The Welsh Government has launched its vision on the improvement of North Wales transport system aimed to establish a sustainable, efficient and integrated transport system. The whole system relies on the development of urban rail transport and public rail transport.
North Wales benefits from access not just to the markets in the region, but also to those in Wales, Northern Powerhouse and Midlands, London. North Wales Region contributes by EUR 15 billion (£13 billion) to the gross added value (GVA) of Great Britain’s economy and, together with its sub-regions, they have a national economic contribution of EUR 30.5 billion to GVA. Under these circumstances, the establishment of a performant transport system is an essential element in meeting the region’s development objectives providing connections between the business segments and markets, facilitating trade and developing tourism.
The Welsh Government’s priority for the next years is to improve transport services and infrastructure. To that end, in March, Secretary for Economy and Infrastructure, Ken Skates, launched the ‘Moving North Wales Forward – Our Vision for North Wales and the North-East Wales Metro’, a strategy that proposes projects and measures for developing connections in the region. “Modernising the transport network across North Wales and delivery of an integrated North East Wales Metro are key priorities for the Welsh Government. They will provide a fantastic platform to deliver sustainable economic development, connecting people, communities and business to employment, services, facilities and markets through reliable, resilient infrastructure,” Ken Skates said.
The vision comprises all transport modes and the railway system mentions 10 development and integration projects.
The projects included in the recently-announced vision are integrated transport hubs and the optimisation of rail access in Deeside, Wrexham, increasing the capacity of Chestern Station, the electrification and signalling of North Wales Coast Main Line, the development of alternatives to facilitate travelling on Wrexham-Bidston Line and Wrexham-Chester, pursuing the preparation of specifications for a new franchise starting with 2018 (New Wales and Borders Franchise), the development of rail freight transport facilities in Holyhead Port and shifting traffic to railways.
Secretary Stakes announced that EUR 690 million were allocated to transport infrastructure projects and European funds could grant another EUR 47 million. Moreover, the Welsh Government next to the UK Government committed to develop the next phase of the south-east Wales Metro, by electrifying Velley Lines at a cost of over EUR 845 million. There are plans to create a team that will collaborate with other public organisations, operators, the business environment and other communities to develop the vision and improve the integration of the entire transport system. “This will help inform and deliver a transport system that meets the needs of North Wales, ensuring our vision for a connected North East Wales becomes a reality,” Skates said.

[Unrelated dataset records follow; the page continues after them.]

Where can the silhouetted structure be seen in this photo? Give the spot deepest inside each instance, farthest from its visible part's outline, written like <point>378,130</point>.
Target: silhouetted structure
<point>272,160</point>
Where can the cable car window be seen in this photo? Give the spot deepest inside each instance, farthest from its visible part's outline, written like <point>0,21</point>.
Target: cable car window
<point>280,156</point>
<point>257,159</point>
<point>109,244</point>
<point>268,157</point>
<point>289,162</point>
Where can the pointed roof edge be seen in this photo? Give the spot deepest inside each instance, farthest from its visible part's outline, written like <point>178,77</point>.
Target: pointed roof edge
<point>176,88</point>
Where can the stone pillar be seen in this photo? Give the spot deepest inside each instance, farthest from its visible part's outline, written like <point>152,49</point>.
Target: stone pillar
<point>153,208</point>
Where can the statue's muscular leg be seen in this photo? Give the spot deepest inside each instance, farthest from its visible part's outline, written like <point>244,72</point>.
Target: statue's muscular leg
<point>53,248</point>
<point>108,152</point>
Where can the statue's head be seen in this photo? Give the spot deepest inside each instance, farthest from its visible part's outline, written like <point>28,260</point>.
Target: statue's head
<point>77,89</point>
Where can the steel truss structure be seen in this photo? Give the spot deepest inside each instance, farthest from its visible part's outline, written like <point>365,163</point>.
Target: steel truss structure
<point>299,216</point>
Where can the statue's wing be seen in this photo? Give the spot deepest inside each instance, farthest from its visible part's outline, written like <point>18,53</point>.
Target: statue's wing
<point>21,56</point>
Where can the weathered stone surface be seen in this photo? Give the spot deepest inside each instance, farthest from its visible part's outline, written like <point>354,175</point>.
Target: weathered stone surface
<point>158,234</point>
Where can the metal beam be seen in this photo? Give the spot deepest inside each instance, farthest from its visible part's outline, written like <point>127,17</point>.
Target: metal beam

One of the ambitious projects of the Welsh Government is “Metro” public transport project consisting of the light rail and public railway systems, but also including bus transport.
The Metro transport system
New stations, new routes, increasing the frequency of trains and improving the quality of services are projects that will contribute to the transformation of the whole transport system around Cardiff Capital Region, where there are 10 local authorities. The key components of the system include an electrified railway system, the integration of transport hubs, park-and-ride facilities, the construction of new light rail and bus routes, but also increasing the services level of integration between transport modes and operators. In this context, the optimisation of services on Valley Lines is one of the main elements of the project that should be completed this year. Also, “Metro” project includes all the lines from and north of Cardiff, Vale of Glamorgan line, Ebbw Valley and Maesteg branches, the Marches- Abergavenny line and South Wales mainline. Increasing the capacity and optimising the frequency of services on these routes, next to the procurement of new rolling stock, will significantly contribute to the improvement of services.
In developing the project, the parties considered the constraints that the regional transport network faces. According to Metro Impact Study, the largest and densest-populated communities that have few rail connections, are in Cardiff and Newport suburban regions and in Cwmbran, Blackwood, east of Caerphilly, upper Blaenau Gwent and lower Rhondda Cynon Taf. Also, the study found that the rail network north of Cardiff meets constraints, because of simple line sections, while signalling and infrastructure systems impose limitations on the main network. All these problems reflect on transport services and the construction of new lines and stations, as well as the modernisation of the existing network become primordial for the establishment of a well-connected transport system in the region.
“Metro” is a long-term programme. The first phase was launched and included the extension of the railway to Ebbw Vale, enhanced transport capacity and development of stations on the network.
Phase II, estimated to be developed between 2017 and 2023, will focus on the modernisation of Valley Lines mainlines and of South Wales general network. Infrastructure works will be integrated with the procurement programmes of the future Wales and Borders franchise. The future phases of the project could be carried out after 2023 and would involve the construction of light rail lines and connections to other transport modes, as well as extensions of the existing network.
“Metro” projects need to be implemented, especially since rail transport demand in Wales is expected to boost. Network Rail’s Route Study (2015) showed that demand increased from 20 million passengers (in 2004-2005) to 30 million passengers and their number is expected to increase with 76% on Valley Lines by 2023.